La literatura está repleta de historias, malas
y buenas, de monstruos que se vuelven contra sus creadores. La política,
finalmente una de las formas de la literatura, regala cada tanto una
actualización del género, las más de las veces, envileciendo al creador al
mismo tiempo en que desaparece el monstruo.
Uno de los pilares discursivos del kirchnerismo
fue, durante un largo período de tiempo, que nunca iba a reprimir la protesta
social. La fábula kirchnerista navegó, hasta donde pudo, haciendo alarde de esta
conquista. El secreto, la ganancia para el gobierno, residía en que esto debía
verse como un avance en el sentido de los derechos del pueblo. “Cuando el pueblo se expresa, el gobierno
popular no reprime”, ahí la máxima populista.
Este haiku populista tiene un problema formal
insalvable. La pretensión del relato ficcional del kirchnerismo pretendió
inaugurar una doctrina de la relación entre el Estado y la utilización legítima
de la violencia. Incluso si no se tiene ganas de llegar demasiado lejos en la teoría,
lo mínimo para decir es que el discurso del gobierno se restaba a si mismo
capacidad de autoridad y, con ello, también soberanía.
Ahora saben los kirchneristas lo que siempre
supimos todos.
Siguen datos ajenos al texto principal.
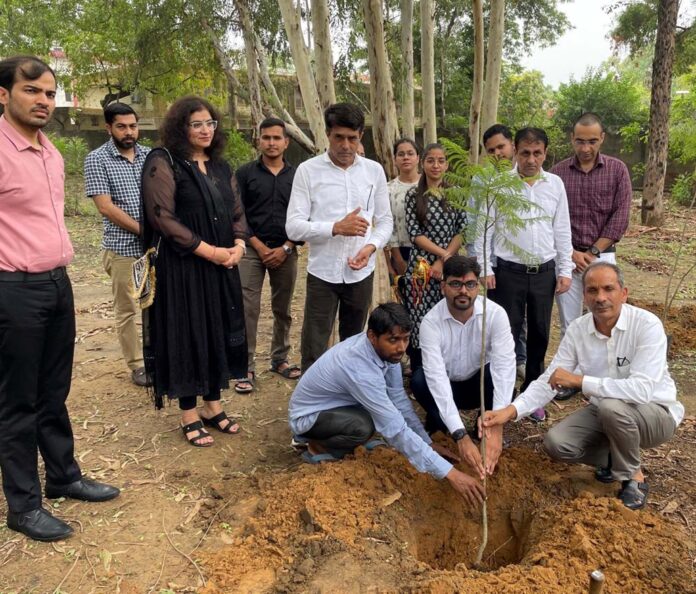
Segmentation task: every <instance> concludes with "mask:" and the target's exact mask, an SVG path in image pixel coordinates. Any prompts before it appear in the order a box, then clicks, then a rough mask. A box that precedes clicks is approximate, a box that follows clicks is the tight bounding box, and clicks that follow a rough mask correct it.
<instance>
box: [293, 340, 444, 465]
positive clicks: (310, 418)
mask: <svg viewBox="0 0 696 594" xmlns="http://www.w3.org/2000/svg"><path fill="white" fill-rule="evenodd" d="M356 404H358V405H360V406H362V407H364V408H365V410H367V411H368V412H369V413H370V416H371V417H372V420H373V422H374V424H375V428H376V429H377V431H378V432H379V433H381V434H382V436H383V437H384V438H385V439H386V440H387V442H388V443H389V444H390V445H392V446H393V447H395V448H396V449H397V450H399V451H400V452H401V453H402V454H403V455H404V456H406V457H407V458H408V460H409V462H410V463H411V464H413V466H415V467H416V469H418V470H419V471H420V472H428V473H430V474H431V475H433V476H434V477H435V478H438V479H441V478H444V477H445V476H446V475H447V474H448V473H449V471H450V470H451V469H452V465H451V464H450V463H449V462H447V460H445V459H444V458H443V457H442V456H440V455H439V454H438V453H437V452H435V450H433V449H432V448H431V447H430V444H431V443H432V440H431V439H430V437H429V436H428V434H427V433H426V431H425V429H424V428H423V424H422V423H421V422H420V419H419V418H418V416H417V415H416V412H415V411H414V410H413V406H412V405H411V402H410V401H409V399H408V396H406V392H405V391H404V386H403V381H402V379H401V366H400V365H399V364H398V363H387V362H386V361H382V360H381V359H380V358H379V356H378V355H377V353H376V352H375V349H374V348H373V346H372V344H371V343H370V341H369V339H368V338H367V334H366V333H362V334H357V335H355V336H352V337H351V338H348V339H347V340H344V341H343V342H340V343H339V344H337V345H336V346H334V347H333V348H332V349H330V350H329V351H327V352H326V353H324V354H323V355H322V356H321V357H320V358H319V359H318V360H317V361H316V363H314V364H313V365H312V367H310V368H309V370H307V372H306V373H305V374H304V375H302V377H301V378H300V381H299V383H298V384H297V388H295V391H294V392H293V394H292V396H291V397H290V405H289V411H288V419H289V423H290V429H291V430H292V431H293V433H295V434H296V435H301V434H302V433H305V432H307V431H309V430H310V429H311V428H312V426H313V425H314V423H315V422H316V420H317V417H318V416H319V413H320V412H322V411H324V410H330V409H333V408H339V407H341V406H355V405H356Z"/></svg>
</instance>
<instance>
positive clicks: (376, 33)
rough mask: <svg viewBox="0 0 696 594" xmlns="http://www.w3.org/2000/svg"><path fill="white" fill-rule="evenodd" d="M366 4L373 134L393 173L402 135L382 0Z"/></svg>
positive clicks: (389, 168)
mask: <svg viewBox="0 0 696 594" xmlns="http://www.w3.org/2000/svg"><path fill="white" fill-rule="evenodd" d="M362 7H363V15H364V17H365V33H366V35H367V63H368V66H369V68H370V107H371V109H370V111H371V112H372V138H373V140H374V143H375V151H376V153H377V157H378V159H379V161H380V163H382V165H383V166H384V168H385V169H386V170H387V173H388V174H389V175H390V176H393V175H395V174H396V170H395V168H394V154H393V152H392V147H393V145H394V142H395V141H396V140H397V138H398V137H399V123H398V118H397V115H396V103H395V101H394V89H393V87H392V82H391V70H390V68H389V60H388V58H387V48H386V45H385V43H384V27H383V23H382V18H383V17H382V0H362Z"/></svg>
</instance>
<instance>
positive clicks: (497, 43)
mask: <svg viewBox="0 0 696 594" xmlns="http://www.w3.org/2000/svg"><path fill="white" fill-rule="evenodd" d="M504 33H505V0H491V14H490V24H489V25H488V50H487V52H486V82H485V86H484V91H483V103H482V105H481V130H480V131H481V133H483V132H484V131H486V130H487V129H488V128H490V127H491V126H492V125H493V124H495V123H496V120H497V119H498V99H499V96H500V71H501V68H502V65H503V35H504Z"/></svg>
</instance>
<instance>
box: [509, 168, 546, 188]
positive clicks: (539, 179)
mask: <svg viewBox="0 0 696 594" xmlns="http://www.w3.org/2000/svg"><path fill="white" fill-rule="evenodd" d="M512 171H513V172H514V174H515V175H519V172H518V171H517V163H515V166H514V167H513V168H512ZM520 179H522V178H520ZM547 180H548V176H547V175H546V171H544V168H543V167H542V168H541V170H540V171H539V177H538V178H537V179H536V180H534V183H537V182H540V181H547Z"/></svg>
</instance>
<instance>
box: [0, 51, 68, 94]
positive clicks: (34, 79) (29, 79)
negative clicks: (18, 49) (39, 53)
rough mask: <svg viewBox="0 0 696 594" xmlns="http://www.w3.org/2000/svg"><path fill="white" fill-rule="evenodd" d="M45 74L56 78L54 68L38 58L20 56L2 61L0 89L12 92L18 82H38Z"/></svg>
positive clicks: (0, 64) (1, 63) (0, 63)
mask: <svg viewBox="0 0 696 594" xmlns="http://www.w3.org/2000/svg"><path fill="white" fill-rule="evenodd" d="M44 72H50V73H51V74H52V75H53V78H54V79H55V78H56V73H55V72H53V68H51V67H50V66H49V65H48V64H46V62H44V61H43V60H40V59H39V58H37V57H36V56H29V55H20V56H12V57H10V58H6V59H4V60H0V87H2V88H4V89H7V90H8V91H9V92H11V91H12V87H13V86H14V85H15V83H16V82H17V81H18V80H36V79H37V78H40V77H41V76H42V75H43V74H44Z"/></svg>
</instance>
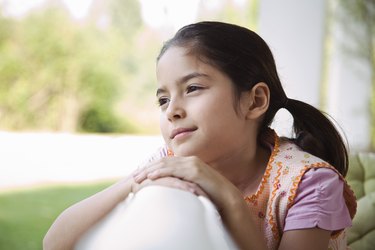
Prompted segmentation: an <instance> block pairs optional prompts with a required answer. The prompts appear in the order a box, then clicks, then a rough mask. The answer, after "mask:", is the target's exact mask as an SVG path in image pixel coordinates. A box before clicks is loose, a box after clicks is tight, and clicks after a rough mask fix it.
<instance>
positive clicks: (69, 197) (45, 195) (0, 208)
mask: <svg viewBox="0 0 375 250" xmlns="http://www.w3.org/2000/svg"><path fill="white" fill-rule="evenodd" d="M111 183H113V182H109V181H108V182H98V183H91V184H81V185H78V184H77V185H65V186H50V187H39V188H29V189H23V190H17V191H6V192H3V193H0V249H2V250H3V249H4V250H18V249H20V250H21V249H22V250H33V249H35V250H40V249H42V240H43V237H44V235H45V234H46V232H47V230H48V228H49V227H50V226H51V224H52V222H53V221H54V220H55V219H56V217H57V216H58V215H59V214H60V213H61V212H62V211H63V210H64V209H66V208H67V207H69V206H70V205H72V204H73V203H75V202H77V201H79V200H82V199H83V198H86V197H88V196H90V195H91V194H94V193H96V192H98V191H99V190H102V189H104V188H105V187H107V186H109V185H110V184H111Z"/></svg>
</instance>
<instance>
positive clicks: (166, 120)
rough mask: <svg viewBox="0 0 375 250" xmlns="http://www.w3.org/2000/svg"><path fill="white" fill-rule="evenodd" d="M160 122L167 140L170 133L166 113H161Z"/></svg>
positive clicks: (164, 137)
mask: <svg viewBox="0 0 375 250" xmlns="http://www.w3.org/2000/svg"><path fill="white" fill-rule="evenodd" d="M159 124H160V132H161V134H162V136H163V138H164V141H165V142H167V141H168V138H169V135H168V123H167V120H166V117H165V115H163V114H160V120H159Z"/></svg>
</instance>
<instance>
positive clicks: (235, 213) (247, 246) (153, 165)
mask: <svg viewBox="0 0 375 250" xmlns="http://www.w3.org/2000/svg"><path fill="white" fill-rule="evenodd" d="M167 176H171V177H176V178H179V179H182V180H184V181H188V182H191V183H195V184H197V185H198V186H199V187H200V188H202V189H203V191H204V192H205V193H207V195H208V197H209V198H210V200H211V201H212V202H213V203H214V204H215V205H216V207H217V209H218V211H219V212H220V214H221V217H222V220H223V222H224V224H225V226H226V228H227V229H228V231H229V232H230V234H231V236H232V238H233V240H234V241H235V242H236V244H237V246H238V247H239V248H240V249H267V247H266V241H265V239H264V237H263V235H262V234H261V232H260V230H259V229H258V228H257V227H256V226H255V225H254V223H253V221H252V218H251V215H250V213H249V208H248V207H247V204H246V202H245V201H244V199H243V195H242V193H241V192H240V191H239V189H237V188H236V187H235V186H234V185H233V184H232V183H231V182H230V181H229V180H228V179H226V178H225V177H224V176H222V175H221V174H220V173H218V172H217V171H216V170H214V169H213V168H211V167H210V166H208V165H207V164H205V163H203V162H202V161H200V160H199V159H198V158H197V157H168V158H163V159H161V160H159V161H156V162H154V163H153V164H151V165H150V166H149V167H148V168H146V169H141V170H139V171H138V172H136V173H135V174H134V178H135V181H136V182H138V183H141V182H143V181H145V180H146V179H149V180H156V179H159V178H163V177H167Z"/></svg>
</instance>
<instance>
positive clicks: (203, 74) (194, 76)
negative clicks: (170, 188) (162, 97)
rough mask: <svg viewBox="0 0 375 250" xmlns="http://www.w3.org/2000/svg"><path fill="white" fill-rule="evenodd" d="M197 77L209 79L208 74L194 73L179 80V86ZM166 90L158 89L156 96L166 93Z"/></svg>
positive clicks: (177, 83) (156, 90)
mask: <svg viewBox="0 0 375 250" xmlns="http://www.w3.org/2000/svg"><path fill="white" fill-rule="evenodd" d="M196 77H208V75H207V74H204V73H199V72H193V73H190V74H187V75H186V76H183V77H181V78H180V79H178V80H177V84H184V83H185V82H187V81H189V80H190V79H193V78H196ZM165 92H166V90H165V89H163V88H158V89H157V90H156V96H158V95H160V94H162V93H165Z"/></svg>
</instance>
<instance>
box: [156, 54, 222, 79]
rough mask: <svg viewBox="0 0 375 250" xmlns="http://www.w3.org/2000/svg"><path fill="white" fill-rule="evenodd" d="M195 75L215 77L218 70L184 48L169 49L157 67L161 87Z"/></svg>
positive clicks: (163, 56) (158, 75)
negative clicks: (179, 78)
mask: <svg viewBox="0 0 375 250" xmlns="http://www.w3.org/2000/svg"><path fill="white" fill-rule="evenodd" d="M195 73H199V74H205V75H211V76H213V75H215V74H217V70H216V69H215V68H214V67H212V66H211V65H209V64H207V63H204V62H202V61H201V60H199V59H198V57H197V56H195V55H194V54H191V53H189V51H188V50H187V49H186V48H182V47H172V48H169V49H168V50H167V51H166V52H165V53H164V54H163V56H162V57H161V58H160V59H159V61H158V63H157V65H156V76H157V80H158V84H159V85H160V84H162V85H163V84H166V83H168V82H169V83H170V82H174V81H176V80H177V79H179V78H181V77H183V76H186V75H189V74H195Z"/></svg>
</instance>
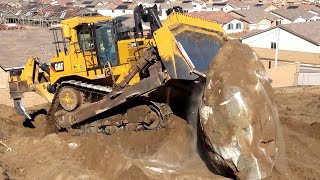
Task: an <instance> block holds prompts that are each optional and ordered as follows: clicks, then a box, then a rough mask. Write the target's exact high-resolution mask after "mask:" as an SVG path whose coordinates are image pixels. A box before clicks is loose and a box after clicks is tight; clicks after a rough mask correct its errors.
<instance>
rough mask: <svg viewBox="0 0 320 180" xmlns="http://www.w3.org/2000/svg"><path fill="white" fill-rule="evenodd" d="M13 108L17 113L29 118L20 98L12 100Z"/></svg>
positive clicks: (20, 114)
mask: <svg viewBox="0 0 320 180" xmlns="http://www.w3.org/2000/svg"><path fill="white" fill-rule="evenodd" d="M13 104H14V108H15V109H16V111H17V113H18V114H19V115H22V116H25V117H26V118H28V119H31V116H30V115H29V114H28V113H27V111H26V109H25V108H24V104H23V101H22V99H21V98H18V99H14V100H13Z"/></svg>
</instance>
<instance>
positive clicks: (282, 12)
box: [271, 8, 315, 21]
mask: <svg viewBox="0 0 320 180" xmlns="http://www.w3.org/2000/svg"><path fill="white" fill-rule="evenodd" d="M271 12H272V13H274V14H277V15H279V16H281V17H284V18H286V19H289V20H291V21H294V20H296V19H298V18H300V17H301V18H303V19H310V18H312V17H314V16H315V14H313V13H310V12H308V11H305V10H302V9H298V8H297V9H277V10H274V11H271Z"/></svg>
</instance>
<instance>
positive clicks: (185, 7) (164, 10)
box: [159, 1, 194, 20]
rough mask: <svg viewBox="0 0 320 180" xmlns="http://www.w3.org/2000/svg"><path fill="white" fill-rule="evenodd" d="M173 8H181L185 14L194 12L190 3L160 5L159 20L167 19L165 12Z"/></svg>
mask: <svg viewBox="0 0 320 180" xmlns="http://www.w3.org/2000/svg"><path fill="white" fill-rule="evenodd" d="M174 6H180V7H182V9H183V11H184V12H185V13H190V12H194V9H193V5H192V2H191V1H182V2H180V3H171V4H161V5H160V10H159V18H160V20H165V19H166V18H167V13H166V11H167V10H168V9H169V8H172V7H174Z"/></svg>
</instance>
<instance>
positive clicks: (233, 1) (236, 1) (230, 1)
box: [228, 1, 249, 8]
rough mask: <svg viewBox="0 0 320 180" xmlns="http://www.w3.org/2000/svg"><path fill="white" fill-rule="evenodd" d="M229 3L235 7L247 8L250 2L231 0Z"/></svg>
mask: <svg viewBox="0 0 320 180" xmlns="http://www.w3.org/2000/svg"><path fill="white" fill-rule="evenodd" d="M228 4H229V6H231V7H233V8H246V7H248V6H249V4H248V3H246V2H243V1H229V2H228Z"/></svg>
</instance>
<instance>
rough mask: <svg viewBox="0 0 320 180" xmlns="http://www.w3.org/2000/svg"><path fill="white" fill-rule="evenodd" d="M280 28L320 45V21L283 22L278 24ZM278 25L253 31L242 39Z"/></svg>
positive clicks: (270, 29)
mask: <svg viewBox="0 0 320 180" xmlns="http://www.w3.org/2000/svg"><path fill="white" fill-rule="evenodd" d="M278 27H279V28H280V29H283V30H285V31H288V32H290V33H292V34H295V35H296V36H298V37H301V38H303V39H305V40H307V41H309V42H311V43H313V44H316V45H318V46H320V36H319V32H320V21H311V22H304V23H292V24H282V25H280V26H278ZM275 28H277V26H274V27H271V28H268V29H265V30H261V31H256V32H253V33H249V34H247V35H245V36H244V37H242V38H241V39H246V38H249V37H251V36H254V35H257V34H260V33H263V32H267V31H269V30H272V29H275Z"/></svg>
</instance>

No es posible suspender, por un acto de performatividad del
lenguaje, la imprescindible relación entre Estado y represión. Puede gustarnos
un poco más o un poco menos, pero la negación de esa relación terminará por
agigantar al monstruo.
Decir esto no es decir que todos los Estados,
por sólo serlo, deben prepararse para reprimir. Lo que sí implica,
necesariamente, es una discusión muy potente, muy vigorosamente democrática, de
los modos y las formas en que esta relación convive con la sociedad. No hay una
única manera de encarar el conflicto y no todo conflicto debe llevar a
instancias represivas, pero para llegar a esta forma es imprescindible no negar
una situación definicional, en términos teóricos y prácticos, de la experiencia
social.
Una de las maneras más interesantes de licuar
la violencia en esta relación es la de reformular el conflicto pensándolo en
otra clave. Se puede promover dejar que la confrontación deje paso a la
colaboración y percibir, en cada conflicto particular, de qué modo contemplar
primero los intereses de los más débiles. Al mismo tiempo, no es necesario
dejarse ganar por la sencillez del “alguien tiene que perder” y se puede pensar
en el crecimiento colectivo.
Una experiencia populista como la que vive
Argentina no puede llevar adelante una política de este tipo. No tiene la
sensibilidad ni el talento como para no dejarse ganar por el belicismo
discursivo que propone la creación de un enemigo cada vez que pierde el rumbo.
Habrá que ver qué sucede cuando otros monstruos
vayan despertando de su siestita ficcional.